O trânsito estava parado e aproveitei para olhar para o retrovisor e vi uma cena interessante. No carro de trás estava um casal idoso. Ele conversava e dirigia, ela ouvia e interagia. Ele parou de falar e projetou seus lábios em direção aos da companheira. Foi um rápido beijo.
Olhei para frente e o trânsito fluiu e não pude mais acompanhar a novela da vida real que me era apresentada. Não tenho nenhuma informação sobre o casal e para onde foi. Ficou a impressão de testemunhar um afeto a partir de um objeto que reproduz o que passou: o retrovisor.
O gesto amoroso é o principal ingrediente daquilo que eventualmente se chama amor. A ideia de amor é uma projeção de uma falta que queremos preencher, mas nem sempre sabemos pavimentar este caminho. O trajeto pode ser construído, mas o destino é incerto. Resta-nos trilharmos, mesmo sem sabermos se estamos indo na direção desejada; o caminho para o amor é incerto.
É possível que não consigamos chegar ao destino desejado, mas as estações no caminho valem à pena. Em cada parada poderemos sentar, tomar um café e se entregar aos desejos sinceros da companhia de alguém que corresponda ao que temos de valioso. Compartilhar angústias, sonhos e pesadelos fazem parte dessa jornada utópica, mas tão motivadora.
Na incerteza do caminhar reside uma certeza, uma salvação para nossa insegurança, seres desejantes e cindidos por natureza: o carinho. O retrovisor nos aponta para o passado, mas o beijo reflete uma realidade. Por momentos visualizamos reflexos que gostaríamos de consertar ou não ter experimentado, mas estão em algum lugar. Além do mais, olhar insistentemente para o que reflete, dependendo da luminosidade, poderá nos cegar.
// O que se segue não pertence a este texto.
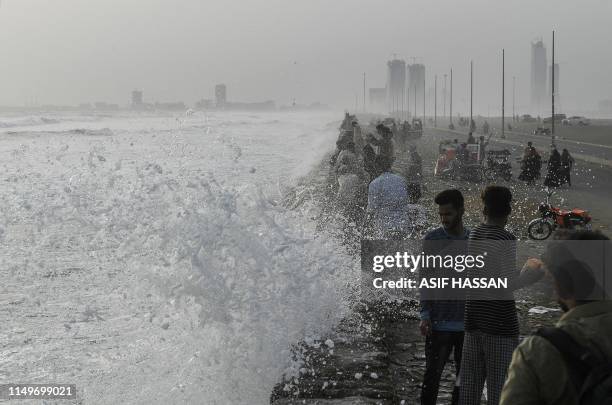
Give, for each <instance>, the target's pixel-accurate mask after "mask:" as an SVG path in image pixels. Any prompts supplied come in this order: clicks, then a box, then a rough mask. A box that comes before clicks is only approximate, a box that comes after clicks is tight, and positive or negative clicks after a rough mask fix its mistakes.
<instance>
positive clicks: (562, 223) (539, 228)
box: [527, 189, 591, 240]
mask: <svg viewBox="0 0 612 405" xmlns="http://www.w3.org/2000/svg"><path fill="white" fill-rule="evenodd" d="M545 192H546V202H543V203H541V204H540V206H539V207H538V212H539V213H540V218H536V219H534V220H532V221H531V222H529V225H528V226H527V234H528V235H529V237H530V238H531V239H534V240H544V239H547V238H548V237H549V236H550V235H552V233H553V232H554V231H555V230H556V229H575V228H576V227H580V228H583V229H586V230H590V229H591V216H590V215H589V213H588V211H585V210H583V209H580V208H574V209H572V210H564V209H561V208H558V207H554V206H553V205H552V204H551V203H550V197H551V195H552V194H553V191H552V190H548V189H546V190H545Z"/></svg>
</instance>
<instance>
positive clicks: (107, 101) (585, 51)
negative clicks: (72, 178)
mask: <svg viewBox="0 0 612 405" xmlns="http://www.w3.org/2000/svg"><path fill="white" fill-rule="evenodd" d="M610 15H612V2H610V1H607V0H583V1H581V2H579V3H576V2H570V1H559V0H557V1H554V0H541V1H538V2H533V1H528V0H515V1H506V2H501V1H490V0H464V1H460V2H458V1H455V0H421V1H405V2H398V1H393V0H369V1H365V0H333V1H329V0H308V1H306V0H294V1H286V0H242V1H237V0H205V1H204V0H176V1H174V2H169V1H167V0H166V1H162V0H130V1H125V0H106V1H104V2H92V1H82V0H54V1H48V0H2V2H1V7H0V55H2V63H1V64H0V105H24V104H25V103H28V102H32V101H36V102H37V103H39V104H52V103H53V104H71V105H76V104H79V103H86V102H95V101H107V102H110V103H118V104H121V105H128V104H129V103H130V95H131V91H132V90H134V89H141V90H143V91H144V98H145V100H146V101H154V100H158V101H184V102H186V103H188V104H193V103H195V101H196V100H199V99H201V98H214V86H215V85H216V84H219V83H224V84H226V85H227V97H228V100H236V101H247V102H249V101H263V100H268V99H270V100H275V101H276V102H277V103H278V104H279V105H281V104H290V103H291V102H292V101H293V99H294V98H295V100H296V102H298V103H303V104H308V103H311V102H315V101H320V102H323V103H327V104H330V105H332V106H335V107H338V108H351V109H352V108H353V107H354V105H355V97H356V96H357V98H358V101H359V106H360V108H361V105H362V104H361V103H362V102H363V90H362V86H363V73H364V72H365V73H366V82H367V87H368V88H374V87H384V85H385V82H386V74H387V70H386V66H387V65H386V62H387V61H388V60H390V59H392V58H393V54H397V57H398V58H401V59H404V60H406V62H408V63H411V62H412V59H411V58H410V57H411V56H416V57H418V59H417V61H418V62H422V63H424V64H425V66H426V69H427V73H426V76H427V77H426V80H427V82H428V83H427V84H426V86H427V89H428V91H429V88H430V87H432V86H433V77H434V75H435V74H437V75H438V76H439V78H440V77H442V75H444V74H445V73H448V71H449V70H450V68H451V67H452V68H453V75H454V106H453V110H454V112H459V113H462V114H464V113H465V112H466V109H467V106H468V89H469V83H468V74H469V61H470V59H473V60H474V79H475V82H474V109H475V113H480V114H483V115H486V114H487V112H488V111H490V112H491V114H492V115H494V114H499V112H498V111H497V110H499V109H500V104H501V100H500V97H501V94H500V93H501V91H500V88H501V77H500V76H501V49H502V48H505V50H506V86H507V88H508V86H511V85H512V76H516V84H517V88H516V97H517V101H516V105H517V112H523V111H524V109H525V107H526V106H528V105H529V104H530V78H531V72H530V52H531V42H533V41H534V40H536V39H538V38H542V39H543V41H544V45H545V46H546V50H547V52H548V55H547V59H548V61H550V49H551V38H550V36H551V31H552V30H553V29H555V30H556V59H557V60H556V62H557V63H559V65H560V69H561V70H562V71H563V83H562V89H563V108H564V110H576V109H581V110H588V109H595V108H596V106H597V104H598V102H599V101H600V100H603V99H611V98H612V81H611V80H610V79H609V77H608V76H609V72H610V71H612V54H611V53H610V52H608V47H609V45H608V42H609V38H610V30H611V29H610V28H609V22H608V19H609V17H610ZM438 89H440V86H439V87H438ZM511 94H512V93H511V92H510V91H507V92H506V97H508V98H507V99H506V105H510V103H511ZM440 95H441V93H440ZM569 95H571V96H572V97H571V98H570V97H569ZM438 99H439V100H440V99H441V97H438ZM439 111H441V108H440V109H439Z"/></svg>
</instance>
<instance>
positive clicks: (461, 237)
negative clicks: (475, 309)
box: [421, 226, 470, 332]
mask: <svg viewBox="0 0 612 405" xmlns="http://www.w3.org/2000/svg"><path fill="white" fill-rule="evenodd" d="M469 236H470V231H469V229H465V228H464V231H463V234H462V235H460V236H454V235H450V234H449V233H448V232H446V229H444V227H442V226H441V227H439V228H436V229H434V230H432V231H430V232H428V233H427V235H425V238H424V239H425V240H467V239H468V237H469ZM463 307H464V303H463V301H454V302H447V301H429V302H427V304H425V302H421V320H430V321H431V327H432V329H433V330H436V331H440V332H463V330H464V328H465V325H464V321H463V312H464V310H463ZM432 312H433V313H434V316H433V318H434V319H432ZM439 314H444V315H443V318H445V319H436V318H438V316H436V315H439ZM448 318H452V319H448Z"/></svg>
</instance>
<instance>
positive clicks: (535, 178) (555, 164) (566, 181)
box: [519, 142, 574, 187]
mask: <svg viewBox="0 0 612 405" xmlns="http://www.w3.org/2000/svg"><path fill="white" fill-rule="evenodd" d="M573 167H574V158H573V157H572V155H570V153H569V151H568V150H567V149H563V151H562V153H559V151H558V150H557V147H556V146H554V145H553V146H552V147H551V151H550V157H549V158H548V162H547V174H546V177H545V178H544V186H546V187H560V186H562V185H564V184H567V185H568V186H571V185H572V179H571V172H572V168H573ZM541 170H542V157H541V156H540V153H539V152H538V151H537V149H536V148H535V147H534V146H533V143H532V142H527V147H526V148H525V151H524V153H523V159H522V163H521V174H520V175H519V180H522V181H525V182H527V184H535V182H536V180H538V179H539V178H540V177H541V174H540V172H541Z"/></svg>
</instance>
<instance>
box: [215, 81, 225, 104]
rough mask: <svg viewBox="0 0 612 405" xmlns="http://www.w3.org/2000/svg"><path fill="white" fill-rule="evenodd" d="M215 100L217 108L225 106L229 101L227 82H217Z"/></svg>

Voltemos a caminhar em direção à perfeição inalcançável de um relacionamento, de mãos dadas, rindo de nossos erros do passado e tentando amaciar aquilo que nos foi pesado um dia. O passado assume formas animalescas, urra, ameaça e avança sobre a nossa noite tranquila ou embota a visualização durante o dia em seu reflexo intenso.
O animal ferido e agressivo pode ser tratado, não com medicamentos, mas com a redefinição do passado, aceitar e deixar ir, e saber para onde olhar sem se ferir. Não prometo que o animal se vá, mas ficará sociável, e talvez o convide para um chá. Entre um gole quente e outro, é possível que rosne, mas será apenas isso.
No retrovisor, o casal já não se encontra, mas ainda vejo o beijo que foi dado naquele carro em direção ao ser feliz, tão diferente de uma felicidade acabada, utópica. Mas é nesta utopia que nos movimentamos, sem rumo, ao aconchego de um amor sincero, e não de um desejo neurótico insaciável que prenuncia o vazio.